In lesson 8, Jeremy does some adjustments so that after relu has been applied, the input is still normally distributed with mean 0 and standard deviation 1.

Since the weights were activated as a normal distribution then summing them up creates another Gaussian and thus after the relu we get the following distribution:

| Normal( mu, sigma ) | with probability 0.5, 0 with probability 0.5

For mu = 0 and sigma = 1, this would have a mean and standard deviation of:
expected_std = np.sqrt(0.25 * np.sqrt ( 1 - 2 / np.pi ) + 0.25 / np.sqrt ( 2 * np.pi ))
expected_mean = 1 / np.sqrt ( 2 * np.pi )

Admittedly they are close to what Jeremy was using 0.5004379470500113
and 0.3989422804014327.

I would make both of these adjustments after the relu has been applied and make no adjustment to the weights beyond the sqrt(m) adjustment.

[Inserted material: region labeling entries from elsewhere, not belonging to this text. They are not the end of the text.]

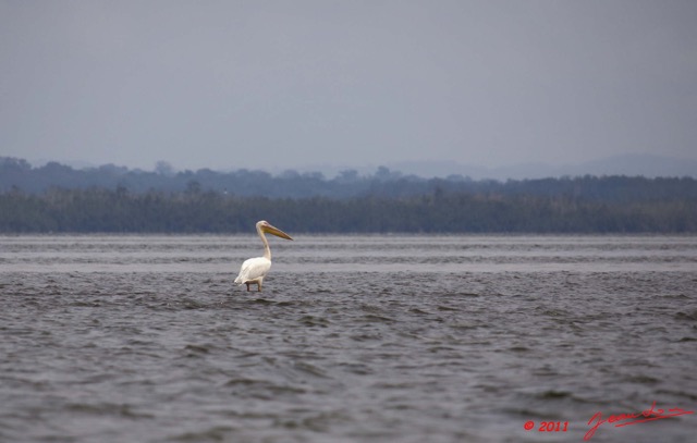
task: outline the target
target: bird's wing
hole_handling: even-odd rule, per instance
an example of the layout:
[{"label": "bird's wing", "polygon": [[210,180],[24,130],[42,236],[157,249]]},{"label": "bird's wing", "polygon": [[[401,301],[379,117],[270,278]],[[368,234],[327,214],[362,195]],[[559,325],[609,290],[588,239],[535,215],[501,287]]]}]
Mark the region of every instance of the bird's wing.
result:
[{"label": "bird's wing", "polygon": [[271,269],[271,260],[268,258],[256,257],[245,260],[240,269],[240,275],[235,279],[235,283],[244,284],[265,276],[269,269]]}]

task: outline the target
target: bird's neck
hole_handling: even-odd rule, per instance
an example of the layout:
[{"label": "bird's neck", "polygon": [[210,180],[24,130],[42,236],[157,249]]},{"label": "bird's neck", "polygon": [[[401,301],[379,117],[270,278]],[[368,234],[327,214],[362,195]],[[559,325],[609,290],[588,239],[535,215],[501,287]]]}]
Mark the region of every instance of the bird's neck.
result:
[{"label": "bird's neck", "polygon": [[257,229],[259,233],[259,237],[261,237],[261,243],[264,243],[264,258],[267,260],[271,260],[271,248],[269,247],[269,241],[266,239],[266,235],[260,229]]}]

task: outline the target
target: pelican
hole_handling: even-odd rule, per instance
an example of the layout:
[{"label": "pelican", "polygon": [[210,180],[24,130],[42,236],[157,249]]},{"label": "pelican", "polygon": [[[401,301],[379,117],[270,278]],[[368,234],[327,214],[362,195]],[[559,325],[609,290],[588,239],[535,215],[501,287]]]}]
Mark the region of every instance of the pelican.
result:
[{"label": "pelican", "polygon": [[264,243],[264,257],[245,260],[244,263],[242,263],[242,268],[240,268],[240,275],[235,279],[235,283],[240,284],[240,286],[243,284],[247,285],[247,292],[249,292],[250,284],[256,284],[257,292],[260,292],[264,278],[267,272],[269,272],[269,269],[271,269],[271,248],[269,248],[269,241],[267,241],[266,235],[264,235],[267,232],[281,238],[293,239],[278,227],[271,226],[266,220],[257,222],[257,234],[259,234]]}]

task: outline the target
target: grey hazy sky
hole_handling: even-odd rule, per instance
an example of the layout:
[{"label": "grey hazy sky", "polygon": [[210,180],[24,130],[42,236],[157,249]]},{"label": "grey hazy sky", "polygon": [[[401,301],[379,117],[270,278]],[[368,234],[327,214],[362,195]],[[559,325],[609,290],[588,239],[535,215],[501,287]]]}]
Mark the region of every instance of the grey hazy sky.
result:
[{"label": "grey hazy sky", "polygon": [[697,1],[0,0],[0,155],[697,158]]}]

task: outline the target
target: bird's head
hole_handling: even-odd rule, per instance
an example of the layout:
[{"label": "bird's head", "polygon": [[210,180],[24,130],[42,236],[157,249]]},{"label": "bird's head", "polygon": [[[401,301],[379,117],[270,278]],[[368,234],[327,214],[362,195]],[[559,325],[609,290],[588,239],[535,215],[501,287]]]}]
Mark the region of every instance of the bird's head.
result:
[{"label": "bird's head", "polygon": [[284,233],[283,231],[279,230],[276,226],[272,226],[268,221],[266,220],[261,220],[260,222],[257,223],[257,230],[259,232],[266,232],[268,234],[273,234],[277,237],[281,237],[281,238],[285,238],[285,239],[293,239],[290,235],[288,235],[286,233]]}]

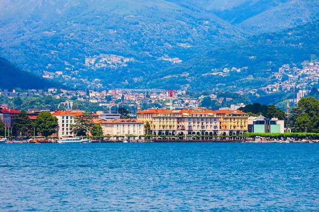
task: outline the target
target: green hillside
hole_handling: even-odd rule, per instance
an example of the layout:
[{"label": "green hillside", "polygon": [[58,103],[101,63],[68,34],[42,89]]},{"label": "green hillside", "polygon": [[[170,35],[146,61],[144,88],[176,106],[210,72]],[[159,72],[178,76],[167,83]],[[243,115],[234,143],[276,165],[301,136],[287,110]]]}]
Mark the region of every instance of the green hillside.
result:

That way the expected mean of the result is 0 and the expected standard deviation is 1.

def relu(x): return (x.clamp_min(0.) - expected_mean)/expected_std
w1 = (torch.randn((n_input, n_hidden))/np.sqrt(n_input))

See the wikipedia article: https://en.wikipedia.org/wiki/Half-normal_distribution and of course you have to remember that half of the time the value is zero.

1 Like

At first I thought why not just re-normalize the data after the relu but after looking at this wiki page and fiddling in excel, I think I see that just generates another subset of negative numbers – thx!

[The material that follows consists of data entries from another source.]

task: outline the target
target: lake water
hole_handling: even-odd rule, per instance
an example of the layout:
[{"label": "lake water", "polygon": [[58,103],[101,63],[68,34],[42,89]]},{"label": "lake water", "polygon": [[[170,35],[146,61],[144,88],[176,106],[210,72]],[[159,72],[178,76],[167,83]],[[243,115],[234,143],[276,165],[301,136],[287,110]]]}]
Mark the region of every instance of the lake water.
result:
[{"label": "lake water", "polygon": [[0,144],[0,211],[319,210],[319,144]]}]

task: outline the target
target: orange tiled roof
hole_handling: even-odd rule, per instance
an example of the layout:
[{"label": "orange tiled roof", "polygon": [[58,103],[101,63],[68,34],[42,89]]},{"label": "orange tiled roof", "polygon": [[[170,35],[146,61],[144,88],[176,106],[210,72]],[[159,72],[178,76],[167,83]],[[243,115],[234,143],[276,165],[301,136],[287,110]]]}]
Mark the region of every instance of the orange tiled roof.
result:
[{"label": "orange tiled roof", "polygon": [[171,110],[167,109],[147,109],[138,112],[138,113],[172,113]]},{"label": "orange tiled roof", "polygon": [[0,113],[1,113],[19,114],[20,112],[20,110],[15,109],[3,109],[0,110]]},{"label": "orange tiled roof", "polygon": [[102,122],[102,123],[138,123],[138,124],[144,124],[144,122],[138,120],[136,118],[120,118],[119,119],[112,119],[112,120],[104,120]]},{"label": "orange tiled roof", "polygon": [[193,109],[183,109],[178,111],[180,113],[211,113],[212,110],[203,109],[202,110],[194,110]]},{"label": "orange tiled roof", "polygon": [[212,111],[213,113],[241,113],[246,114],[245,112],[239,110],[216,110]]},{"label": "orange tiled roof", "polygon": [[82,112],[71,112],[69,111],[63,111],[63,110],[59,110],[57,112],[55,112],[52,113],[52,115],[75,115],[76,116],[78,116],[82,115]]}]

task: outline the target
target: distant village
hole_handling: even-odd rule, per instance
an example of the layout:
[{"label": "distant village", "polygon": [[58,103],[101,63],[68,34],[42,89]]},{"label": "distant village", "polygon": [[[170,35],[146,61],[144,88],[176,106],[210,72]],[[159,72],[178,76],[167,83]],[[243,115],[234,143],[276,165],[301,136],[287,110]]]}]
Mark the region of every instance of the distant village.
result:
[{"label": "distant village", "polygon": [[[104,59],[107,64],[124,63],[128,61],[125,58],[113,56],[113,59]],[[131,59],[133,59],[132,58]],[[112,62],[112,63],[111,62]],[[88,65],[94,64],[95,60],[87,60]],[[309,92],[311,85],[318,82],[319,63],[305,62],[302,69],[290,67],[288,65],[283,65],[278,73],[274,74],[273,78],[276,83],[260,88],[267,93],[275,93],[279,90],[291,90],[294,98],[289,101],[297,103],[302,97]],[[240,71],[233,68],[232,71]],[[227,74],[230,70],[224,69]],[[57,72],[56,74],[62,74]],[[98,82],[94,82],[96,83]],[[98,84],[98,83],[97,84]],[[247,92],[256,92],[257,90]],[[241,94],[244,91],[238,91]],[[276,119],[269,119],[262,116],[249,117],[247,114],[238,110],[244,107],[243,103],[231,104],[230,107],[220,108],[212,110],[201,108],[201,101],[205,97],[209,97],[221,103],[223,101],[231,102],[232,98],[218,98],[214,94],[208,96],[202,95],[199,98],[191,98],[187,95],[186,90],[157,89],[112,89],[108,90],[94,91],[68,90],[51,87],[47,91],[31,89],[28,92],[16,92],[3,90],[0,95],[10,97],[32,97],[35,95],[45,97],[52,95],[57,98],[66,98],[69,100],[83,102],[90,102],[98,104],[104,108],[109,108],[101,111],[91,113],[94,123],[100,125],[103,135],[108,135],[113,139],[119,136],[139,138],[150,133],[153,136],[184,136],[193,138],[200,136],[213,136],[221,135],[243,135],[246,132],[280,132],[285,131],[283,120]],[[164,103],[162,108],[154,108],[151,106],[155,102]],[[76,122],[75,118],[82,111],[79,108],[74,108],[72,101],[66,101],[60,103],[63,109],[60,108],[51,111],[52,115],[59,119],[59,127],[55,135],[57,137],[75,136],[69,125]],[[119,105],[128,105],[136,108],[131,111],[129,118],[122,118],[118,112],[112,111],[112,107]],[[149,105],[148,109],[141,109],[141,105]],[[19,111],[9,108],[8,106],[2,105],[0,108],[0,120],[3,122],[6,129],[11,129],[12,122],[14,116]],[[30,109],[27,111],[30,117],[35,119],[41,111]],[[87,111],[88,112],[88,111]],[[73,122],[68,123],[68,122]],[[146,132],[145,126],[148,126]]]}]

I think the point is to show that you can come up with an idea when you know the lower level material. Testing still had to be done to make sure those ideas actually have an effect. I don’t believe this change really produced fruit from my understanding though. It is important to introduce an experimental mindset for people who want to try to contribute in this way.